Cuivre
Un oligo-élément indispensable !
Prélèvement
Tube hépariné (pas de caoutchouc)
Acheminement
Idéalement en 24H et sous couvert du froid (ne pas mettre le tube directement sur le pain de glace)
Délai de réponse
Analyse lancée le lundi avec réponse le mardi
Coût
Coût : 20,63€ TTC (2026)
Principe
Le cuivre est un oligo-élément essentiel apporté par l’alimentation. Il intervient dans de nombreuses fonctions biologiques, notamment le métabolisme du fer, la production d’énergie, la protection antioxydante et la santé des tissus conjonctifs.
Physiologie
Le cuivre joue un rôle clé dans :
- Le métabolisme du fer et l’érythropoïèse
- La structure des tissus conjonctifs (os, cartilage, vaisseaux)
- La production d’énergie cellulaire
- Les systèmes enzymatiques antioxydants
L’absorption intestinale du cuivre peut être réduite par des apports excessifs en zinc (Zn) ou en fer (Fe).
Un équilibre alimentaire entre ces oligo-éléments est recommandé, avec un ratio Fe : Zn : Cu d’environ 4 : 3 : 1.
Carence en cuivre
Une carence peut survenir en cas :
- D’apport alimentaire insuffisant,
- D’excès alimentaire en zinc ou en fer interférant avec son absorption.
Signes cliniques
- Altération de la pigmentation de la robe : poil terne, frisotté, décoloré, parfois à teinte rougeâtre
- Affections neuro-musculaires
- Anémie
- Fragilité des vaisseaux sanguins, des os et des articulations chez l’adulte
- Chez le jeune en croissance : développement anormal des os et du cartilage
Toxicité du cuivre
La toxicité du cuivre est rare chez le cheval, mais a été décrite (Bargi Belli et al. (2021))
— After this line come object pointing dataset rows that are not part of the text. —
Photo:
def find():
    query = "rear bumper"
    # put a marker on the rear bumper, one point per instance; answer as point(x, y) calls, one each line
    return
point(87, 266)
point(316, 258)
- Toxicité aiguë: ingestion massive de cuivre sur une courte période
- Toxicité chronique (cumulative) : accumulation progressive du cuivre dans le foie, suivie d’une libération brutale dans la circulation sanguine lorsque la capacité de stockage hépatique est dépassée, entraînant une insuffisance hépatique et rénale.
Des concentrations élevées de cuivre peuvent également diminuer l’absorption du sélénium et du fer.
Signes cliniques
Toxicité aigue (rare) :
- Coliques
- Diarrhée
- Abattement marqué
- Ictère
- Hémolyse aiguë
- Insuffisance hépatique et rénale : évolution parfois rapide et grave
Toxicité chronique (la plus décrite)
- Amaigrissement progressif
- Baisse de performance
- Léthargie
- Ictère
- Signes d’insuffisance hépatique
- Parfois troubles neurologiques secondaires (encéphalopathie hépatique)
- Atteinte rénale possible dans les phases terminales
Contrairement aux ovins, le cheval est relativement tolérant au cuivre, ce qui explique la rareté des tableaux cliniques francs
Valeurs usuelles
Cuivre sanguin : 0,8 – 1,6 mg/L
La concentration sanguine en cuivre peut varier de façon importante en fonction du régime alimentaire et de l’âge de l’animal.
Intérêt biologique
Le dosage du cuivre est indiqué dans :
- L’évaluation des déséquilibres nutritionnels
- L’exploration de troubles de la pigmentation, de l’hématopoïèse ou du squelette
- La suspicion d’intoxication chronique ou d’interactions minérales.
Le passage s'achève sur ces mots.